Cinq ans après arriva un autre diable, mais un malin, cette fois. Il commença par déclarer au maréchal qu'il ne voulait ni entrer dans sa maison, ni s'asseoir, il ajouta qu'il ne se laisserait pas prendre comme l'imbécile qui était venu avant lui. L'aubergiste partit avec lui et lui fit ses compliments sur son adresse. Tout alla bien pendant quelque temps mais tout à coup, ils aperçurent quelque chose de blanc. C'était un moine de l'Ermitage, près de Saint-Pardoux, qui portait le saint viatique à un ouvrier malade. Satan se trouva alors dans le plus cruel embarras et s'écria qu'il ne voulait voir ni celui qui portait ni celui qui était porté. Il ne pouvait naturellement pas prononcer les noms. Il se jeta précipitamment dans les broussailles où il ne put suffisamment se cacher. Le maréchal, pour lui venir en aide, lui lança son sac, et se mit à genoux, car le prêtre arrivait près de lui. Pour être mieux caché, le démon s'enfonça dans le sac la tête et la moitié de corps. C'était précisément ce que désirait l'aubergiste. Quelques instants après, le maréchal dit à son compagnon qu'il pouvait sortir sans crainte. Le diable ragea, hurla, se roula, mais, ne pouvant sortir du sac, il fut obligé d'accorder encore cinq années. Que l'on devine la réception qui lui fut faite dans les enfers.

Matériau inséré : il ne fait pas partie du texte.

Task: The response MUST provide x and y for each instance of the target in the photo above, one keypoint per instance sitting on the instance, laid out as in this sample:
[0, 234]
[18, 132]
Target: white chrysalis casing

Enfin cinq années s'étant écoulées, vint le grand maître qui l'emmena sans peine et l'introduisit dans l'enfer aux grands applaudissements de tous les diables. Toute la gent satanique se préparait à se précipiter sur le malheureux tavernier. L'habitant de Theneuille, quelque peu avocat et philosophe, ne s'épouvantait cependant pas trop et n'était pas fâché de voir de près ce qui se passait dans ces sombres régions.
Le grand maître fit placer tous les diables en cercle autour de l'aubergiste et dit d'une voix foudroyante : "Mes frères, cet homme s'est joué de nous. Que tous ensemble nous lui faisions expier son crime !" La meute satanique s'élançait avec rage sur le maréchal, lorsque celui-ci se prit à jouer de sa flûte. Alors commença un combat vraiment infernal. Tous les diables étaient en mouvement et se rossaient entre eux en ordonnant au joueur de sortir de leur royaume. L'aubergiste se fit enfin donner une grosse somme d'argent et reconduire à Theneuille. Les diables lui jurèrent qu'ils ne le recevraient jamais plus chez eux, ce qui ne le chagrina pas trop.
De retour dans sa maison, le maréchal fit bâtir un château auquel il donna le nom de Motte. En reconnaissance des grâces que Notre-Seigneur lui avait accordées, il fit construire auprès de ce manoir une grande et belle chapelle. Enfin pour exprimer sa gratitude à Saint Pierre, il le choisit pour le titulaire et le patron de la chapelle qui sert aujourd'hui d'église paroissiale.